Thanks all for the replies so far. As I suspected, this is a great group for adding insight and knowledge. Already been out to the Machinerymax.com site, and 'watching' several auctions. Boy, they have some big powerful tools out there.


----------



## comboprof (Aug 26, 2013)

Check Craig list too.


----------



## MT_Stringer (Jul 21, 2009)

I retired a few years ago. When I was buying tools, I decided to go Grizzly for the table saw, band saw and drum sander. Planer is dewalt, and I have a used Jet 6 inch joiner.

I have been happy with them.
Good luck shopping.


----------



## knotscott (Feb 27, 2009)

No one brand offers the best of every tool. Look past the name and evaluate the tool for what it is. For the primary stationary tools, I'd choose whichever was the best example of that tool type that suits my needs that I could afford. Let the brands earn your business in each case.


----------



## diverlloyd (Apr 25, 2013)

Craigslist usually has full shops for sale. Also if you are buying all at once I wouldnt buy unless I was getting a good package discount. Haggle haggle and haggle some more. Also as sad as it might be most of my local school shop classes are being cut and auctioning off the tools and machinery. It's a sad time in America when that happens.


----------



## dahenley (Sep 1, 2012)

what part of E. Texas? I'm originally from Kilgore and still frequent there to see my family. 
and for those of you who keep saying check craigslist…… theres not a lot of free floating stuff on there in this neck of the woods… not like some of the deals you see posted on here… but you should still keep an eye out for stuff.

Congrats and good luck with the new shop!!!


----------



## BikerDad (Jul 16, 2008)

Go best or at least darn good, not brand.

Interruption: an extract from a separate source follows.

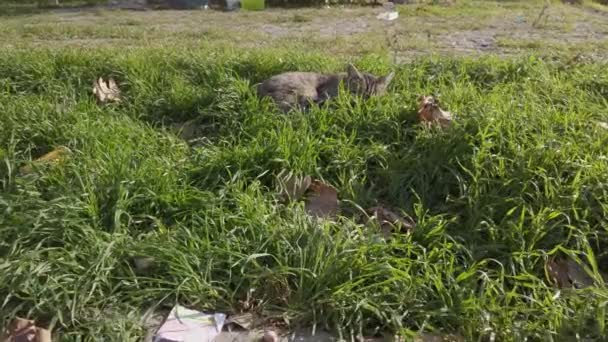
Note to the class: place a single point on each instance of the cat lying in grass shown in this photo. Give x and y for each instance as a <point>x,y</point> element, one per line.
<point>292,90</point>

For any given tool, there's two or three companies that make really good examples, but there is no company where everything they make is one of those two or three top tools, except for the real specialty companies that only make lathes, or only make scrollsaws, etc. Not even Festool.


----------



## RichardHillius (Oct 19, 2013)

The only advantage of a single brand is they look pretty in pictures and possibly makes getting spare parts a little easier. The tools really don't interact with each other so you will never have a issue dealing with a board you jointed on a Powermatic, Planned on a Grizzly and cut to size on a Saw Shop like you might with some other things like computer parts.

It's personal preference of course and there is nothing wrong with going all one brand but I wouldn't necessarily exclude a tools because it's your house brand either unless you really want to be loyal to one brand and even than ask yourself how important that really is in this day and age?


----------



## Rick Dennington (Aug 27, 2009)

Nice score on the new retirement home and workshop….Once you get your tools bought, you're well on your way to making dust and chips…..Away from that, I was looking at your avatar, and the boat behind your tow vechile…..Is that Skeeter or Triton, or…? I fish bass tournaments, mainly money tournaments, and I run a Ranger…..I live on Bull Shoals Lake (well almost), and 5-10 minutes from the ramps….It's up here in the Ozark Mts…..Was just curious as to what rig you run….Good luck on getting the shop originazed and up and running…


----------



## CharlesA (Jun 24, 2013)

I've done well with CL, but I live in a metro region. You can use http://www.searchtempest.com/ to search CL and eBay within a geographical region (little as 25 miles-as far out as you can go). That can be helpful.


----------